Over the last few years, I have tried to make sense and consider what could be done differently. Here is my personal view of what needs to be said and shared for future survivors from all walks of illness and absence when they return to work because for some walking back into the workplace is like stepping into the arena finding your place in your new reality:

  • Talk to the person and ask how you can ensure their return to work is supported from the minute they arrive, until the minute they go home on that first day.
  • The person returning isn’t always the best place to give you advice on how to deal with their return due to the shock, or conscious or unconscious change they are inherently experiencing. Get Occupational Health involved from the outset to ensure a smooth transition and return to work plan is devised alongside their GP/Consultant. If you don’t have an Occupational Health Team, either speak to your Private Health providers to get direction or use the guidance from their GP.
  • Ask the person what has worked for them previously when they have had time away from work (holidays, paternity, maternity — often they will have some previous habits that can assist) and what would help them feel supported. This helps bring logic to the forefront of creating a plan and exploring what could work.
  • Encourage complete openness and communication from the outset and discuss the elephant in the room. I spent some time with an amazing leader last week who supported a colleague returning to work following cancer and treatment. They had a session with the whole team to discuss what happened, how the person was feeling and how they team felt welcoming them back etc.. I know different ways will work for different people, but by ignoring the elephant it will NOT make it go away. You will all feel so much better after it, and if you work in a big department it ends up being Chinese whispers, and often the person returning to work has a different outlook on life and something urgent for example, may no longer be urgent in their eyes!
  • Build a network in your business of survivors, patients and people impacted by illness and disease. It took me a while to find them, but when I had the opportunity to sit and talk with people that had been off with cancer, heart attacks, depression, bereavement we found an understanding that was hard to get with others that hadn’t experienced life after…..
  • Introduce Keeping in Touch days (KIT) for people on long term sickness, train managers how to communicate in what can feel like uncomfortable territory and keep that practice up when they return for the first few months. Four in five (87%) line managers are not given any training on how to support people with long term conditions including cancer[1], according to new research by Macmillan Cancer Support[2].
  • Read up on ‘Return to Work’ information for the particular illness/disease the person has. The NHS, charities such as Macmillian, Mind, British Heart Foundation, Cancer Research etc…
  • Be aware of the laws protecting you and the workplace from the Equality Act 2010 to Disability Discrimination Act 1995.

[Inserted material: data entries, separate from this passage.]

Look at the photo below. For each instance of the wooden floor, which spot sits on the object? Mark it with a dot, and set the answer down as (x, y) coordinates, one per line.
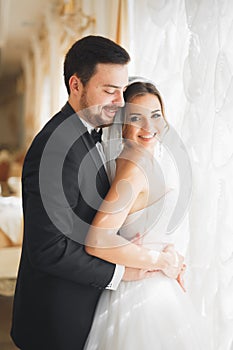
(5, 323)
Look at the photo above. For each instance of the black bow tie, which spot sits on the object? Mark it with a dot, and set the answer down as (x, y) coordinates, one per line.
(96, 135)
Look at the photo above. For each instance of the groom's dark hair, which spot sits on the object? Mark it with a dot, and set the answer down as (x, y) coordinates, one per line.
(86, 53)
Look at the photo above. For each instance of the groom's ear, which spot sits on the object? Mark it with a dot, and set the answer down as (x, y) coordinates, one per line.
(75, 84)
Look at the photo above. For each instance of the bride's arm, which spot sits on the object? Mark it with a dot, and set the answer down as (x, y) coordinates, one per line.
(102, 240)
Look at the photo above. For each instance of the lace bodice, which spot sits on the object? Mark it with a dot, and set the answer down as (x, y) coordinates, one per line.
(152, 223)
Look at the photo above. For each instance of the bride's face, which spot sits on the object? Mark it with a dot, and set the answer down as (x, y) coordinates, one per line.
(144, 122)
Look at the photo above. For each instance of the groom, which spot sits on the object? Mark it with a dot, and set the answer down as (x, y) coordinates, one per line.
(64, 182)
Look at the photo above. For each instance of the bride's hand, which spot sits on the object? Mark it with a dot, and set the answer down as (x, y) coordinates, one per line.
(170, 262)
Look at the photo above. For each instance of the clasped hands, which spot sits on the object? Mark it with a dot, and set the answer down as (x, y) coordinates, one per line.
(170, 262)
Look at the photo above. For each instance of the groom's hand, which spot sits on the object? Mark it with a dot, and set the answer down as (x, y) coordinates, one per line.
(132, 274)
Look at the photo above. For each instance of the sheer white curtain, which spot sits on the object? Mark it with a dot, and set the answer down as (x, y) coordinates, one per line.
(186, 48)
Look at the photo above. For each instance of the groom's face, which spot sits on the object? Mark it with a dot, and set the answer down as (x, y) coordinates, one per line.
(102, 96)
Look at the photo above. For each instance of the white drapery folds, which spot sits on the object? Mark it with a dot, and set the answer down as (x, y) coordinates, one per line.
(186, 48)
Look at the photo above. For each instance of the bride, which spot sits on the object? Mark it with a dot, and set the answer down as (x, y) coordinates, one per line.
(154, 313)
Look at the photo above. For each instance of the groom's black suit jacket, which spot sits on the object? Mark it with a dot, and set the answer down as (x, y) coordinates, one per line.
(58, 284)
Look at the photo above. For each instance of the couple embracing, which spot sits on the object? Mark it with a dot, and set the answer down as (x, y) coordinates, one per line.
(97, 270)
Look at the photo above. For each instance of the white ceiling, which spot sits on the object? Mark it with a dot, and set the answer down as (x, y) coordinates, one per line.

I would love to hear from any organisation that has practices in place to support people returning to work from long-term absence, or organisations that provide line manager support. Feel free to get in touch via ria.ingleby@thewellplusgroup.com.

 

References from Macmillian.org.uk:
1 Line managers surveyed were asked whether they had been given any training in how to support employees with long term conditions including cancer.
2 All figures, unless otherwise stated, are from YouGov Plc. Total sample size was 1010 line managers. Fieldwork was undertaken between 5/25/2016–6/11/2016. The survey was carried out online. The figures have been weighted and are representative of line managers in the UK.